Overlap Between ImageNet and CUB

Primer


In machine learning, it’s important that training set and testing set should never overlap. I’d like to make an analogy between this and GRE Test preparation. You will have some practice test before the real test, in order to strenghten your skills to solve graduate-level problems. The real test, however, should never contain the problem you met in the practice test.

CUB ImageNet Overlap


Some days ago when I browsed the website of Caltech-UCSD Birds-200-2011 dataset. I noticed the following sentences on top of the page:

Warning: Images in this dataset overlap with images in ImageNet. Exercise caution when using networks pretrained with ImageNet (or any network pretrained with images from Flickr) as the test set of CUB may overlap with the training set of the original network.

It is common these days to adapt a CNN model pre-trained on ImageNet and fine-tune it on the CUB dataset. It’ll be problematic if there is overlap between ImageNet training set and CUB testing set.

Since ImageNet and CUB datasets are both downloaded from internet, it is possible that the overlap image files are identical. The naive way to compare two images is to compare their pixel value using image processing packages like Pillow or OpenCV. However this naive method takes too much time. Another solution is to compare the MD5 sum values. Research shows that MD5 sum is not so reliable because there are probability of collision. For our test, there’re only ~1.3 million images and the collision probability is only about $1/2^{128}$. it’s safe to assume that if MD5 sum collides, then the original images should be identical.

I found 23 pairs of overlaps which are listed bellow. Text file for download.


ImageNet-CUB collision
ImageNet-CUB collision

I emailed Max JaderBerg, the author of “Spatial Transformer Networks”, who kindly gave me the list of overlap they found and used in the paper. They found 22/5794 overlaps which I confirmed with the MD5sum comparison. They missed one pair but the influence on the final result is tiny and neglectable.

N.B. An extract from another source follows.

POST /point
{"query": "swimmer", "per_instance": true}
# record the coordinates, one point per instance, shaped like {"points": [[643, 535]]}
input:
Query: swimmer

Overall speaking, the overlap between ImageNet and CUB is small in scale and has negletable influence to the accuracy of the model.

Update


Thanks to Arun Mallya who kindly refers me to his Github Gist that contains a full list of overlaps between CUB and ImageNet found by perceptual hashing and visually examined to be the same. Perceptual hashing potentially finds visually same pairs even if underlying pixels values pertubes. Big applaud!